After half a century of Cold War tensions, President Obama and Raúl Castro held the first meeting between a U.S. and Cuban head of state since then-Vice President Richard Nixon met with Fidel Castro in 1959. These April 2015 talks served as a first step toward renewing diplomatic relations with Cuba and paved the way for incremental improvements, leading up to the re-opening of the U.S. embassy in Havana. Cuba was also removed from the state sponsors of terrorism list. The trade embargo, however, is still in place.

What’s the current state of affairs?

President Trump has reversed many of the previous administration’s attempts to normalize relations between the U.S. and Cuba. Cuba’s cooperation with Venezuela upset the U.S. administration, which threatened renewed sanctions and essentially declared economic war on Cuba that risks being detrimental and counterproductive.

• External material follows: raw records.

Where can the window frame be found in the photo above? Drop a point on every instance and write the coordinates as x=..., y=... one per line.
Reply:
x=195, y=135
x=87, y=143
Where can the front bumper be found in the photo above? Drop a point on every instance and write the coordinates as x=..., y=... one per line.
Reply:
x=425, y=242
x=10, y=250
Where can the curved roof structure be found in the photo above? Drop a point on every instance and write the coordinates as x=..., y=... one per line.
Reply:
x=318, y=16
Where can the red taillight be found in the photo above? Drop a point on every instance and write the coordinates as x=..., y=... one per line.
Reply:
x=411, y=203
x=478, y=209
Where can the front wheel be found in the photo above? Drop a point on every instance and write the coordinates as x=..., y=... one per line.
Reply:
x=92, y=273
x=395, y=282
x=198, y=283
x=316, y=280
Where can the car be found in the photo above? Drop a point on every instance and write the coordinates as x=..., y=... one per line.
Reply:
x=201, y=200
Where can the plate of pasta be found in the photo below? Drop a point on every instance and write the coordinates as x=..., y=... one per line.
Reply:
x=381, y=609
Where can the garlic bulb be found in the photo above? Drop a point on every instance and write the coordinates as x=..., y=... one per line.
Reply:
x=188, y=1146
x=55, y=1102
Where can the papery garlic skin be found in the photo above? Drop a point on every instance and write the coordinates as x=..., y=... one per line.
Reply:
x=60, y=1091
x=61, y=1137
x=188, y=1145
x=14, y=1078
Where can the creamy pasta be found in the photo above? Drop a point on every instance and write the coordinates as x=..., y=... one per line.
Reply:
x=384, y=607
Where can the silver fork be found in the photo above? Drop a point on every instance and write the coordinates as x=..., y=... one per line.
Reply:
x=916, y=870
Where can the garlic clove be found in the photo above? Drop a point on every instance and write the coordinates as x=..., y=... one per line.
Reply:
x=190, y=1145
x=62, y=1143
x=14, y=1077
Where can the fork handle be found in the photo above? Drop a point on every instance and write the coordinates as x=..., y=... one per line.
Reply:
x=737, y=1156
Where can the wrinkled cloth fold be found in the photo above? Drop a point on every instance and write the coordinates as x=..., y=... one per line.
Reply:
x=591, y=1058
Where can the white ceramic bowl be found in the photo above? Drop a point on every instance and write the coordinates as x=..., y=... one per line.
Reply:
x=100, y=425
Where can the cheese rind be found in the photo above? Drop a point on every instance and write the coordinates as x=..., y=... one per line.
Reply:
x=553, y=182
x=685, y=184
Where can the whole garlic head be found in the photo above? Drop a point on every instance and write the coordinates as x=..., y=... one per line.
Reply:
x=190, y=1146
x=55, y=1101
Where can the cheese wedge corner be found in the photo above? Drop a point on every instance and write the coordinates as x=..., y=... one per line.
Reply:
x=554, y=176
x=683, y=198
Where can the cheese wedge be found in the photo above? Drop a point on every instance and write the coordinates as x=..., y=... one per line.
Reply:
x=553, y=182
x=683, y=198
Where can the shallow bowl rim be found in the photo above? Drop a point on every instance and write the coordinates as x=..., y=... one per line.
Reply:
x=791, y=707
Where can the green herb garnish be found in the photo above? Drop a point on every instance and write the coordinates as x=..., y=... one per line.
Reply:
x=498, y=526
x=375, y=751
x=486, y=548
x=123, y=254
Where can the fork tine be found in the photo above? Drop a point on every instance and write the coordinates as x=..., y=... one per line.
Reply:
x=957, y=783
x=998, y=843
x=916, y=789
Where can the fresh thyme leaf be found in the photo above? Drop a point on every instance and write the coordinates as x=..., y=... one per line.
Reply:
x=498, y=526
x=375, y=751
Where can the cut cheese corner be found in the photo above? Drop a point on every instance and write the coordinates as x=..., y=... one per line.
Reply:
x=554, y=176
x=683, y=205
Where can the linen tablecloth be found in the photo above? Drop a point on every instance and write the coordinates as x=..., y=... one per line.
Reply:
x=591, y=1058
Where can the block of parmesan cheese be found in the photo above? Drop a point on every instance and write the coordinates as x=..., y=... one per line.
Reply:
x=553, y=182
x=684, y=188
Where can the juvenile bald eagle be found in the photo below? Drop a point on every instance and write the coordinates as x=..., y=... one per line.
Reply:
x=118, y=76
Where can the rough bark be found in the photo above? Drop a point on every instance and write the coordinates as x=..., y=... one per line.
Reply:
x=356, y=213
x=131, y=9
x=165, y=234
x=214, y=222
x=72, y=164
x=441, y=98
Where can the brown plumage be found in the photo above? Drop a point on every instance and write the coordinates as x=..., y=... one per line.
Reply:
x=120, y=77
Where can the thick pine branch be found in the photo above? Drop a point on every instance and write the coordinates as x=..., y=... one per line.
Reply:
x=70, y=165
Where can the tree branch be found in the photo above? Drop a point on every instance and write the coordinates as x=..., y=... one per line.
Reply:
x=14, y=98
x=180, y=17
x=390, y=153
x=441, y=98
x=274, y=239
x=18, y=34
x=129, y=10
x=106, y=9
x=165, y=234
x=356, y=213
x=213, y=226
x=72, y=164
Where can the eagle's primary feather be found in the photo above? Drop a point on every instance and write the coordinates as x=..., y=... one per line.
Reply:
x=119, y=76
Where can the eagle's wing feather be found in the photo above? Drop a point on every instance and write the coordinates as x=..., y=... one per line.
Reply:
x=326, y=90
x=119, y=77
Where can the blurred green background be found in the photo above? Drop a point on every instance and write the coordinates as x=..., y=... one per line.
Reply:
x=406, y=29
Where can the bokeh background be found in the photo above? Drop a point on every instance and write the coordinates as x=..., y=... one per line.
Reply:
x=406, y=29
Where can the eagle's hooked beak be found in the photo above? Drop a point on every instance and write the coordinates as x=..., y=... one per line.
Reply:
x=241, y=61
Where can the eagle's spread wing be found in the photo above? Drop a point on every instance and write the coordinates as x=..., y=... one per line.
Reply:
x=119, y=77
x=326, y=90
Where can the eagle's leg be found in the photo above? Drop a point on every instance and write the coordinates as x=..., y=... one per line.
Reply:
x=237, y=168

In response to Cuban support for Venezuela, the U.S. is now enforcing long dormant sanctions provision that allow lawsuits to go forward against companies that use property that was nationalized by the Cuban government after the 1959 Revolution. Companies that have recently begun to do business in Cuba risk being sued for using state owned property including ports, land, farms, hotels, factories and other businesses that were owned 60 years ago by private companies and individuals.

Currently, food sales are made between a U.S. exporter and the Cuban state-run food importer, payment is made through a third-country bank. Because of the changes, financial institutions are reluctant to approve transactions in Cuba. Since 2001, U.S. farmers have sold nearly $6 billion in poultry, soy, and corn to Cuba so these sanctions are affecting the food supply to Cuba.

How about Bernie’s position on Guantánamo? That’s in Cuba, right?

Bernie supports closing the Guantánamo Bay detention camp that the United States maintains on the Cuban island, noting it has “significantly damaged the United States’ moral standing, undermined our foreign policy, and encourage terrorism rather than effectively combated it.”

His opinion refers to abuse and torture, as well as the unlawful detention of inmates at the military prison that Amnesty International has called a “gulag of our times.”

In 2009, Bernie voted against the proposals the Obama administration suggested for closing the prison. The bill was defeated with strong bipartisan support (90-6). Given Bernie’s human rights concerns regarding the facility, he voted against it because the plans did not address the human rights violations — including prisoners being held indefinitely without trial — that he and so many other Americans are most concerned about with regard to Guantánamo.